Krish Sankar - BofA Merrill Lynch
Rick, a follow-up question on your share buyback. You have $415 million left you said. What is the time frame for repurchase?
Richard Hill
The time frame right now is through the end of October. But given the incremental funds that we brought on, we might extend that to a longer period of time.
Operator
And we have another follow up from Timothy Arcuri from Citi.
Timothy Arcuri - Citigroup Inc
Rick, there has been more chatter from the big chip makers Intel and Samsung and TSMC on 450 and trying to pull that forward. And there's sort of this delicate act between you getting paid because the whole industry got sort of screwed last time when you moved to 300. So I'm wondering what sort of early discussions you're having on 450 and whether you're willing to commit money to it without some very solid financial agreements with your customers on it?
Richard Hill
Well, it's a good question, Tim. Clearly, the common interest we all have, both from an equipment standpoint and a semiconductor manufacturing standpoint, is to continue to make this industry grow and continue to make it a vital part of every product that's purchased throughout the globe and part and parcel to that is to continue to lower costs. If 450 is the best way to lower overall costs, we're on board and we're going to do 450. When you have cycles like we're having and you have the cycle turn as quickly as we've seen here, it's certainly much more difficult to invest in these downturns in advanced technologies and justify building larger increments of capacity, which will make downturns longer and deeper. And those are serious conversations we have to have with the customer because to the extent you create an unprofitable supply chain, you'll create an unprofitable industry, and that's in no one's interests. So I think there's still a lot of conversations that have to go on, and I think everybody's got to see a path on the ability to be able to maintain a successful profitable industry and that will surely [ph] happen.

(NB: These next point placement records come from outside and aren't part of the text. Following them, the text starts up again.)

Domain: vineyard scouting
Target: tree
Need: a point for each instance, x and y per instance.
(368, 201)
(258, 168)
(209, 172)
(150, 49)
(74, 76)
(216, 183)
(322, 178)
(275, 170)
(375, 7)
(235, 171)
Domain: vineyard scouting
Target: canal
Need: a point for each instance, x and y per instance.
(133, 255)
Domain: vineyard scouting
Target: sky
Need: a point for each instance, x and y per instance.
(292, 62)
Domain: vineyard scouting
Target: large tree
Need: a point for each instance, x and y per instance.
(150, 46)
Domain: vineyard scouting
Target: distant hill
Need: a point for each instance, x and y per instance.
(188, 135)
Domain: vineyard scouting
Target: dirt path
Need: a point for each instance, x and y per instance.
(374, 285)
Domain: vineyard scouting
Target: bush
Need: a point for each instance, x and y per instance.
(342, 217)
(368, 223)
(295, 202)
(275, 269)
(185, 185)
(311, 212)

Timothy Arcuri - Citigroup Inc
So just to be clear on that, so you're not going to invest -- can you quantify the dollar amount that you'll be investing this year or in 2011 in 450? Is it meaningful or is it not meaningful?
Richard Hill
I think at this particular point in time, I wouldn't call it that significant. It's one that's really trying to determine what are the roadblocks that could potentially stop us from being able to develop certain types of film that are essential to the industry. But we're not wholesale building tools at this juncture.
Operator
And at this time, we have no further questions in the queue, and I'd like to turn the call back over to Mr. Hill for any additional or closing remarks.
Richard Hill
Thank you very much for joining us on this call. I'm sorry that I had to bring you news that wasn't delightful. But as you always do with Novellus is you get the straight scoop, you get everything we're thinking and how we see the business in an unvarnished way. I look forward to seeing a lot of you at 4:00 here at the Yerba Buena Center, 3:30, 4:00, and I look forward to talking with each of you more then.
Thanks very much, and we look forward to seeing you at the mid-quarter as well. Bye-bye.
Operator
That does conclude our conference for today. Thank you for your participation.